山岳に寺社仏閣に両生類に爬虫類に妖怪に三国志にetcetc

あやかし姫~お帰り~

 太郎の傷が癒えるのには時間がかかった。命を、落としかけ、いや、落としていたのだから。
 ずっと、姫様と咲夜と磨夜が看病した。
 たまに、黒い狼が太郎に近づき、何も言わずに立ち去る。
 その繰り返し。
 太郎が姫様に、
「寂しくないのか? みんながいなくて?」
 と聞くと、
「いいえ。咲夜さんも磨夜さまも優しくしてくれますし……太郎さんも、いますから」
 と答えた。
 鈴鹿御前と、「太郎の傷が癒えるまで」といった頭領は既にいなくなっている。
 妖狼族が、「掟は曲げぬ。他の妖と盟を結ぶ気もない」と主張したので、
「この分からず屋!」
 と怒鳴り、二人帰ってしまったのだ。
 帰り際、鬼姫は、
「彩花ちゃん達になにかしたら、あんたらすぐに死体にかえてやるよ」
 と、物騒なことを言い、頭領は、
「死体など残さぬ、貴様らの生きていた痕跡全てこの世から消し去ってくれよう」
 と、もっと物騒な言葉を言い残した。
 今、寝ている太郎と座っている姫様、二人っきり。
 太郎は、妖狼の姿である。
 咲夜の家、太郎がかって暮らしていた家の、一番広い部屋であった。
「頭領、怒っちまったなあ」
鈴鹿御前様も」
「なあ、姫様ってこんなに長いこと寺を離れたことあったっけ?」
 うーんと考え、
「ないと思います。

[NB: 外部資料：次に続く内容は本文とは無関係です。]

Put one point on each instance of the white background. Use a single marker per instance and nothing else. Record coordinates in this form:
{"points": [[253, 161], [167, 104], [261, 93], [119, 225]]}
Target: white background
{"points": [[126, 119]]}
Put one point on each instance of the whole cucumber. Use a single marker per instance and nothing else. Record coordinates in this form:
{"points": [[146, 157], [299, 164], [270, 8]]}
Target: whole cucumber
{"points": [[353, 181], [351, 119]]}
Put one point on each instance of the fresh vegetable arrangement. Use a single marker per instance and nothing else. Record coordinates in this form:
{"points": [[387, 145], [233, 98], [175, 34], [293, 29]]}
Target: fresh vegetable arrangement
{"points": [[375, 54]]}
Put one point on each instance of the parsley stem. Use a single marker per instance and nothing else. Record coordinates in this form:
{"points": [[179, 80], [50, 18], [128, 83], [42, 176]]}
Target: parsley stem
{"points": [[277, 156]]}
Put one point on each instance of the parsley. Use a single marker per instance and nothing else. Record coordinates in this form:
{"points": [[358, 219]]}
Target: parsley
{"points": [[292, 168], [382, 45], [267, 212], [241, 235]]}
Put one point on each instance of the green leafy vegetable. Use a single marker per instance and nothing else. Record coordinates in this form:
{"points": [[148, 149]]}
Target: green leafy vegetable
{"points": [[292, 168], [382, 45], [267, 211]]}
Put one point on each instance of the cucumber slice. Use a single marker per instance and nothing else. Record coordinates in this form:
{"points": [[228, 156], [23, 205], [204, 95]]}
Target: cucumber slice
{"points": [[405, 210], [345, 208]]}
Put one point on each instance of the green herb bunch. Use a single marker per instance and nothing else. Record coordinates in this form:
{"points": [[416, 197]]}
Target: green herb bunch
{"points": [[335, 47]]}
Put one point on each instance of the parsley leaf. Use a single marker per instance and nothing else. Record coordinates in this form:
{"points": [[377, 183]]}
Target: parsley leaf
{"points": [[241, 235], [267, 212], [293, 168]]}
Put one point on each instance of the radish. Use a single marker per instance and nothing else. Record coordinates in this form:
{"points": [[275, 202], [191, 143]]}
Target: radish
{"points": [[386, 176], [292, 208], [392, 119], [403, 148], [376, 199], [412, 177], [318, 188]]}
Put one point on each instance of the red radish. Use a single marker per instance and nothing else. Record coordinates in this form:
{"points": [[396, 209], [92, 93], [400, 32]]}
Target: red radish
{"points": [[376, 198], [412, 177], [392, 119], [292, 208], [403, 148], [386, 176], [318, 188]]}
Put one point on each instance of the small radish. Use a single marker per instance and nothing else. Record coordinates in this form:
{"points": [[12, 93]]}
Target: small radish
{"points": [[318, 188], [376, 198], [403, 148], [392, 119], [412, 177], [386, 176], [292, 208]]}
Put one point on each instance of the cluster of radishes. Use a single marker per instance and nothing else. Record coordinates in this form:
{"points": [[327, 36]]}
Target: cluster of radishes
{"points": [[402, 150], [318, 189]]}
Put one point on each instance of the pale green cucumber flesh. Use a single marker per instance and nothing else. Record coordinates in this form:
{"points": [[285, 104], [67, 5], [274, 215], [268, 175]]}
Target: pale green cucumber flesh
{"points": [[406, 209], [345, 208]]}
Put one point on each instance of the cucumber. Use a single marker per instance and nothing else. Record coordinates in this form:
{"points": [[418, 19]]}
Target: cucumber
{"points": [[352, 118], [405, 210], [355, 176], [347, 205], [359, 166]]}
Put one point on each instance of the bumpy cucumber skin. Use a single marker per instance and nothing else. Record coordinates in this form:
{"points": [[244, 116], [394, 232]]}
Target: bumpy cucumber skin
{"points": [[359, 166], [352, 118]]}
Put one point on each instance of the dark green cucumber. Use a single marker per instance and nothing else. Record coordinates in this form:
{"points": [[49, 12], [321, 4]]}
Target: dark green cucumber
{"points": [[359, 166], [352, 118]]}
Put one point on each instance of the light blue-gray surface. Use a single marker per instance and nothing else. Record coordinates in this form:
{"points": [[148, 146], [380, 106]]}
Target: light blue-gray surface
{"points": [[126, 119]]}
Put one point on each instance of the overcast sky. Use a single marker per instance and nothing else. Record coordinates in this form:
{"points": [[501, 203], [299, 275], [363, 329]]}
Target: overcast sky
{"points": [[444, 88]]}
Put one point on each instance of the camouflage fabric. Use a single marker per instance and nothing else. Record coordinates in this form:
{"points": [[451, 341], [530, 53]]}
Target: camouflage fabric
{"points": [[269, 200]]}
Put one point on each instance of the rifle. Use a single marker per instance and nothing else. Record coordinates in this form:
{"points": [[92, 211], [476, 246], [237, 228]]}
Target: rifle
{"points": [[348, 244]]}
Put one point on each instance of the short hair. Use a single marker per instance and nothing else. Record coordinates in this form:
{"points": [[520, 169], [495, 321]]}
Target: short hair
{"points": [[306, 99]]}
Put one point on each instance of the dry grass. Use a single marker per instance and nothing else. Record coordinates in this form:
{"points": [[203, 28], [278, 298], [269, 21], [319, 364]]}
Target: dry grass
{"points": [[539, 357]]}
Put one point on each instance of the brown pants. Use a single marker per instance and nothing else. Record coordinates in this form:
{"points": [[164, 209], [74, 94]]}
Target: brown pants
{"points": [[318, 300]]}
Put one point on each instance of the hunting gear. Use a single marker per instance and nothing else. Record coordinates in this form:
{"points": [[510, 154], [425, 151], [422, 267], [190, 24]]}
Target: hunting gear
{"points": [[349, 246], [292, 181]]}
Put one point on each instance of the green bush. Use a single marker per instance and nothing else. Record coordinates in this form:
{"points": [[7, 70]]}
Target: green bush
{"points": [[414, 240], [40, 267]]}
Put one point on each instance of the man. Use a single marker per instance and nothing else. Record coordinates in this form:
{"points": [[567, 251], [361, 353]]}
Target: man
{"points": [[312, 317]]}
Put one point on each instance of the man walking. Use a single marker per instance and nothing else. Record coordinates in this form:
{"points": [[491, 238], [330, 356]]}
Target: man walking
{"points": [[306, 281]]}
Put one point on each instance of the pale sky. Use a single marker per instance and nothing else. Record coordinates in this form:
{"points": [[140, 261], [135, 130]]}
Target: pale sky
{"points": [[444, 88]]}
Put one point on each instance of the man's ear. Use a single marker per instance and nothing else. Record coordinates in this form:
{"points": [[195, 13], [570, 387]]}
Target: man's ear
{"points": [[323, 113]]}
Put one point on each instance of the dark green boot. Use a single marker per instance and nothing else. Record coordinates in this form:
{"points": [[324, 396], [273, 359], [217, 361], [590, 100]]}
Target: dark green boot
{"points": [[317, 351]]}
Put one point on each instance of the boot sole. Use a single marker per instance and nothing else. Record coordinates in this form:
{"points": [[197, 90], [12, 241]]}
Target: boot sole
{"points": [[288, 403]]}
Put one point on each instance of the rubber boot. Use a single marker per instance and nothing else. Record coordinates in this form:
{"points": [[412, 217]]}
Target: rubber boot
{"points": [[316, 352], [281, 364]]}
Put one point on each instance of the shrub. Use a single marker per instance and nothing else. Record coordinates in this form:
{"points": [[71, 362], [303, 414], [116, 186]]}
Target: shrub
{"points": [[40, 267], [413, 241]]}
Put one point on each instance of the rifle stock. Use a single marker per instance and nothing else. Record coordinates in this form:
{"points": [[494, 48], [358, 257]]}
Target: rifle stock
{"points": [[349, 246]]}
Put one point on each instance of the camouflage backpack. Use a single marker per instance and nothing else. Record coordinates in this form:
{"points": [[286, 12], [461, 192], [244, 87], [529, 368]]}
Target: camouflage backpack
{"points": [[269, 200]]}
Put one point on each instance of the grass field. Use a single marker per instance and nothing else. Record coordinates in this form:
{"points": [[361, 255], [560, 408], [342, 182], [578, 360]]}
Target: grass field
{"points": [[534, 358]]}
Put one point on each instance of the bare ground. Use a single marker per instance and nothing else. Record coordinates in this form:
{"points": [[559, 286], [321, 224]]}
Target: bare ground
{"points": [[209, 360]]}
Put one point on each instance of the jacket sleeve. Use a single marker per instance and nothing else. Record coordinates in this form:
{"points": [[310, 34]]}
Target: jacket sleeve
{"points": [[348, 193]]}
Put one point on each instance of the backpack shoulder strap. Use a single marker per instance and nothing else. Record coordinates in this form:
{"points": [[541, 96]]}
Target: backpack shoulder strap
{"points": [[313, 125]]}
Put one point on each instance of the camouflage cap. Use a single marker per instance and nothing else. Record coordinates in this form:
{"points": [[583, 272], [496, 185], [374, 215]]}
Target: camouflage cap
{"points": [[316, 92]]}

あ、はじめてなんだ」
「はじめてのながのお出かけが怪我人の看病たあねえ」
「看病も、悪くないですよ」
「そっかなあ~」
「そうです」
「……ご免な、俺のせいで今年はみんなでお花見できなかった」
 約束、守れなかった。
「そうですね。もう、出来ませんね」
 もう、桜は散っていた。
 もうすぐ、四月も終わる。
「でも、来年もあります。再来年も」
「そうだな」
「はい」
「俺たちゃ酒盛り、姫様はお団子」
「朱桜ちゃんも沙羅ちゃんも一緒にお団子。でも、花より団子というわけじゃないですよ」
「分かってます……姫様、俺のこと、怖くないか?」
「太郎さんが?」
「あんなに、殺したんだ」
「それは……怖いといえば怖いですね」
「いえば、か」
「ええ」
「いえば、ね」
「でも、怖くないかも」
 姫様が、太郎の真っ白な毛に身体を預ける。
 太郎は、姫様を柔らかく受け止める。
「でも怖くない、か」
「うん」

 太郎は、怪我が癒えると、姫様をその背に乗せて村を出た。
 妖狼達は眉をひそめた。
 人を、その背に乗せるなど、と。
 誇り高き妖狼族が、と。
 太郎は気にしなかった。
 咲夜と磨夜が泣きながら、鳥居の外まで見送りに来てくれた。
 黒い狼も黙ってついてきた。
 黒い狼、道三は、
「すまぬ」
 とだけ言い、鳥居に消えた。
 太郎は、黙ってその言葉を聞いていた。

「さあ、帰るか」
「はい!」
 嬉しそうに尻尾を振ると、にこやかに笑う少女を背にしがみつかせ、風のように走り出した。
 向かうは、古寺。
 懐かしい、我が家。

 門の前に皆立っていた。
「お帰りー、姫様!」
「お帰りー、太郎さん!」
 人の姿になった太郎の頭をすぱーんと誰かが叩いた。
「いってえ!葉子、黒之助!」
 二人の目に、涙が。
「お帰り、だよ」
「よく、帰ってきたな」
 それだけ言うと、二人は姫様のもとに駆け寄った。
 ぎゃーぎゃー、妖達が騒ぐ。
 姫様と太郎のもとに……姫様の方が多いが、まとわりついている。
 頭領が、こほんと咳を一つついた。
 しんと、妖達が静まりかえる。
「お帰り、彩花、太郎」
「ただいま」
 わっと歓声があがる。
 今日は、一日、楽しい宴。
 花見は出来なかったけど、寺の華は戻ってきたのだ。
 真っ白な狼を従えて。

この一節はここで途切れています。